O astrônomo passou a década seguinte escrevendo notas sobre seu
manuscrito, incluindo a ciência que havia ficado de fora da narrativa
ficcional. Em 1630, o trabalho estava praticamente pronto para ser
publicado. Depois da morte de Katherine, nada mais poderia desmotivar
o cientista a divulgar o material -exceto sua própria morte, que se
deu subitamente em novembro daquele ano. O ‘Somnium’ só veio a público
de forma definitiva em 1634, graças ao esforço de um dos filhos de
Kepler, Ludwig. Apesar disso, seu lugar ficou marcado na história como
uma das narrativas pioneiras no gênero da ficção científica e a
primeira especulação séria sobre uma viagem lunar.
Outros seguiram seus passos. Em meados do século XVII, o francês
Cyrano de Bergerac (1619-1655) escreveu sua “Voyage dans la Lune &
Histoire comique des états et empires du Soleil”. Na obra, ele segue a
tradição satírica de Luciano e apresenta viagens lunares como
metáforas.
As narrativas posteriores começam a se tornar mais e mais técnicas,
a ponto de, em 1827, o escritor norte-americano George Tucker (sob o
pseudônimo Joseph Atterley) descrever a necessidade de “atravessar um
vazio sem ar” durante a jornada até a Lua, em seu “A Voyage to the
Moon”. Não foi muito depois disso que o francês Júlio Verne produziu o
maior ícone da ficção científica ligado a viagens lunares: “De la
Terre à la Lune”.
Tido até hoje como o “pai” da ficção científica moderna, Verne
descreveu várias revoluções tecnológicas do século XX com décadas de
antecipação. Submarinos, balões e viagens ao centro da Terra figuram
entre os temas, sempre com um enfoque de aventura “científica”. Mas,
de todas essas histórias, é difícil encontrar maior lampejo
premonitório do que em “Da Terra à Lua” e sua continuação, “Ao redor
da Lua”.
Publicadas respectivamente em 1865 e 1870, descrevem com exatidão
diversos traços que depois seriam espelhados na verdadeira epopéia
lunar. Em primeiro lugar, Verne aposta nos Estados Unidos como o país
capaz de empreender o esforço -uma previsão que, historicamente, se
mostrou correta. O escritor francês também percebeu que um projeto
dessa magnitude só poderia ser atingido a partir da canalização das
pesquisas bélicas para outros propósitos.
A história se passa após a Guerra Civil dos Estados Unidos.

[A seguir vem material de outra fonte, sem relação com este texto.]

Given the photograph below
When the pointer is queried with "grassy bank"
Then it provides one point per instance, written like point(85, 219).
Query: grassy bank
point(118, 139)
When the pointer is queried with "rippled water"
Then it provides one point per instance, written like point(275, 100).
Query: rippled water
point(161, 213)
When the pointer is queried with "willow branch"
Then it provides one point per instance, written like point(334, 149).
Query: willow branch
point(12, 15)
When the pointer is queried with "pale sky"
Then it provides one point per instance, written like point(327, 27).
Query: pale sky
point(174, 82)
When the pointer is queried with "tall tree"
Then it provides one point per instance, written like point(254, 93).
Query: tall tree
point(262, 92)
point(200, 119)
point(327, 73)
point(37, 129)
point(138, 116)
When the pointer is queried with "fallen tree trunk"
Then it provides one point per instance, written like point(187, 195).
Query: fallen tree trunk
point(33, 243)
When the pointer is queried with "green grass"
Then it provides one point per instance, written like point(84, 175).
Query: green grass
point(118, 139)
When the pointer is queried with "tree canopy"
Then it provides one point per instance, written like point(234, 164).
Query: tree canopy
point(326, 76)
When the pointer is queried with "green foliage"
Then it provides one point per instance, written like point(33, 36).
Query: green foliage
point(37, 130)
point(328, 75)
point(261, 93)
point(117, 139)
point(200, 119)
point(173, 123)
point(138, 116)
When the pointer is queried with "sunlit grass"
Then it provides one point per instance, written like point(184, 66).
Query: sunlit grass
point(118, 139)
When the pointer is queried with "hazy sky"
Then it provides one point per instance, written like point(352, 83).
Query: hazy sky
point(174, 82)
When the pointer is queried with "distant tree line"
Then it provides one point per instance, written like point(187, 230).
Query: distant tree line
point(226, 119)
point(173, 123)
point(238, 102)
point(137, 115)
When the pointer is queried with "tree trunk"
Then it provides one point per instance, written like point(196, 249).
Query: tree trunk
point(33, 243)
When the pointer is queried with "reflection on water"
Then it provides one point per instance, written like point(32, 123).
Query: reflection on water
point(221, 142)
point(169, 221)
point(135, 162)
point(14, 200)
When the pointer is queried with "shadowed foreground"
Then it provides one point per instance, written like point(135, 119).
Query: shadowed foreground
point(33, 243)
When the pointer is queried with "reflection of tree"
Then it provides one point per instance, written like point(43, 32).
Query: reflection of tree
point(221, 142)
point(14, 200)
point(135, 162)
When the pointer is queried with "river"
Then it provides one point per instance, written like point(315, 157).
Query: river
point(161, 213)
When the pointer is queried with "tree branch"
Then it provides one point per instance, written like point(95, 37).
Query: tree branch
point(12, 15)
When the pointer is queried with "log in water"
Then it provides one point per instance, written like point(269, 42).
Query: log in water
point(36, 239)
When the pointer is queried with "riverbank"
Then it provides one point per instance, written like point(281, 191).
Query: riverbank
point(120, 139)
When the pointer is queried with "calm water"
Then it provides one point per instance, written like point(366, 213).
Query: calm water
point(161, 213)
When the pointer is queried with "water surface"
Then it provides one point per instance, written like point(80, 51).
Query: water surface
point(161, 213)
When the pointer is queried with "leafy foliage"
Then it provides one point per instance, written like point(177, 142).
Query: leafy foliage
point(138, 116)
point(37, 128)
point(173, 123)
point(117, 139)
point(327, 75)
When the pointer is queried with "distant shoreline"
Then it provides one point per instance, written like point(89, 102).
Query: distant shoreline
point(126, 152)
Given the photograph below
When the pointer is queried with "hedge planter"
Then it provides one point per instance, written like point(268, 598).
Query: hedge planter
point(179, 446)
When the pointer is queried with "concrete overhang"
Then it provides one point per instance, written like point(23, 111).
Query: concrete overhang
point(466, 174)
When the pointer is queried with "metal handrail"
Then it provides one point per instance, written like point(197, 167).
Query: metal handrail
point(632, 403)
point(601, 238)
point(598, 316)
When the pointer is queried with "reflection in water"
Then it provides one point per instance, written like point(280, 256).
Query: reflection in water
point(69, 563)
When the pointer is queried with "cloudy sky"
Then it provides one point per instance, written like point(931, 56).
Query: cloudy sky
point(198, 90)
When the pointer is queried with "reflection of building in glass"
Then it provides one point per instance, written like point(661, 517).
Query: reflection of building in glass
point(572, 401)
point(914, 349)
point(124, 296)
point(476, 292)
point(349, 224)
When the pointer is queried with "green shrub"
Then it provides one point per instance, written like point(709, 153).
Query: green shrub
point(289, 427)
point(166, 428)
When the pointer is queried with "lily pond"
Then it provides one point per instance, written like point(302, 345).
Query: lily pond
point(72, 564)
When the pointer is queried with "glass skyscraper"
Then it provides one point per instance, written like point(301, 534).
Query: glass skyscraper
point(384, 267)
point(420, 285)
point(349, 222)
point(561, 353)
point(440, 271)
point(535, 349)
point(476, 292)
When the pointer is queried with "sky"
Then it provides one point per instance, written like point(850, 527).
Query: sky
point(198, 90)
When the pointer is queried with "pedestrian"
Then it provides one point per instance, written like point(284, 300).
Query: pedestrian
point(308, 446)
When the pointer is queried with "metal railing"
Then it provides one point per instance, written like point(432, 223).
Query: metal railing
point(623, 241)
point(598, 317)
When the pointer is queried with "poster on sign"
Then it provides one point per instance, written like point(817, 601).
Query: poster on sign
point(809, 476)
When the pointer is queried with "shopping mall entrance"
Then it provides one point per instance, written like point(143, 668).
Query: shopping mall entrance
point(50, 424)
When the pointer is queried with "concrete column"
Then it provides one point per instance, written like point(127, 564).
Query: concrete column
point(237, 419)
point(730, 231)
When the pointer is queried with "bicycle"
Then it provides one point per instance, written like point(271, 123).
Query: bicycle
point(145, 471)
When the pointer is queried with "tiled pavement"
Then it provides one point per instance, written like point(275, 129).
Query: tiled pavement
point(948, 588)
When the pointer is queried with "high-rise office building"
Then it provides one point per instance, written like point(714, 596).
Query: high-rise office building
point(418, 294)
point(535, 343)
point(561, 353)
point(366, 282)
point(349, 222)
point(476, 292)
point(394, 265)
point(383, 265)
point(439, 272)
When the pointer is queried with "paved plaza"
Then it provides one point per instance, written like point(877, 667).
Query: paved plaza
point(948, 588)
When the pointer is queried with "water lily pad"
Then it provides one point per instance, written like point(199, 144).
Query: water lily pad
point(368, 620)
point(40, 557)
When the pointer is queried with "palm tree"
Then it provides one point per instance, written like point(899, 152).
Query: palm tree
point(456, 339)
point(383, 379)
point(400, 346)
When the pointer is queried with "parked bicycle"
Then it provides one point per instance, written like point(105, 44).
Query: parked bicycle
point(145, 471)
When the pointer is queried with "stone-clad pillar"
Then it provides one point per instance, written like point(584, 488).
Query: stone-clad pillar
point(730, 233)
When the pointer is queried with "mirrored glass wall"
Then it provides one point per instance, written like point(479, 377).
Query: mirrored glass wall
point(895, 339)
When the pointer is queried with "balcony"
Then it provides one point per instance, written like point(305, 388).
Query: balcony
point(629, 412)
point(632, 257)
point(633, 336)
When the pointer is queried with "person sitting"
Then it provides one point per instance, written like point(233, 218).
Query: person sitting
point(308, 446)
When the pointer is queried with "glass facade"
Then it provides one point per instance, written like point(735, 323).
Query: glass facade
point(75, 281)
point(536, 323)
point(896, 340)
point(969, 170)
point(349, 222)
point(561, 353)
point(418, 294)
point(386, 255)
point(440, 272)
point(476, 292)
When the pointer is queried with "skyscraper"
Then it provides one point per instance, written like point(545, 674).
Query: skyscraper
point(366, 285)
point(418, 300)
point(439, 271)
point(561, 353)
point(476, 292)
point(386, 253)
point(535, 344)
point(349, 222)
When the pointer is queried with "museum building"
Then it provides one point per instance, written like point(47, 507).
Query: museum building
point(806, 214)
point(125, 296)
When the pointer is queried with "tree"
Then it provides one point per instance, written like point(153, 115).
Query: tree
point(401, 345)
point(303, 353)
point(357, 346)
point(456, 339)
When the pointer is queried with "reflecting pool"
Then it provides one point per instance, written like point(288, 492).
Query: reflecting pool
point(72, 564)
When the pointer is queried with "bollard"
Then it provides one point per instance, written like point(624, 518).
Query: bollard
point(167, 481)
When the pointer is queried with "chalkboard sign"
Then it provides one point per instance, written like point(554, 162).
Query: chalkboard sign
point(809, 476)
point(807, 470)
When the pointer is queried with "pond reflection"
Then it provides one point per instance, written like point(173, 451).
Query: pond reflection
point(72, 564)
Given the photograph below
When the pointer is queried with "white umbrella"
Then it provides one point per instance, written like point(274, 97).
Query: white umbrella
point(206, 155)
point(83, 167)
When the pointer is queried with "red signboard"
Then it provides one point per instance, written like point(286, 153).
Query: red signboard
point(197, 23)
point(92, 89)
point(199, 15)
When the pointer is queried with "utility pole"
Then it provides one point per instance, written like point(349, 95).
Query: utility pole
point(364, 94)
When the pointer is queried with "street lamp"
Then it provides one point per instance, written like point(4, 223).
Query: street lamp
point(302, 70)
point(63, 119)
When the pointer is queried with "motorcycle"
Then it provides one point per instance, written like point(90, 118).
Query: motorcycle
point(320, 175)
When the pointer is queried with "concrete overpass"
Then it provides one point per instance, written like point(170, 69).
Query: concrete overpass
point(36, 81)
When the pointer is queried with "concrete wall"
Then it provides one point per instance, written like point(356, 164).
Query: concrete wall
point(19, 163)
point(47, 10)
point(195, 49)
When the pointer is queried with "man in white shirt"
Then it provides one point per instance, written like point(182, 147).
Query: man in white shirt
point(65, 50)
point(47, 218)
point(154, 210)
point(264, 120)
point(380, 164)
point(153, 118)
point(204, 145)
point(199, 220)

Em
Baltimore, os membros do chamado Clube do Canhão (entidade que
agregava todos os fabricantes e inventores de armamentos no país)
andavam cada vez mais entediados com o cessar-fogo e o fim dos
conflitos. Na falta de perspectiva de novos combates, seu presidente,
Impey Barbicane, decide iniciar um empreendimento que traria de volta
o velho ânimo aos afiliados da instituição: seu plano era enviar um
projétil até a Lua, usando o maior canhão já construído.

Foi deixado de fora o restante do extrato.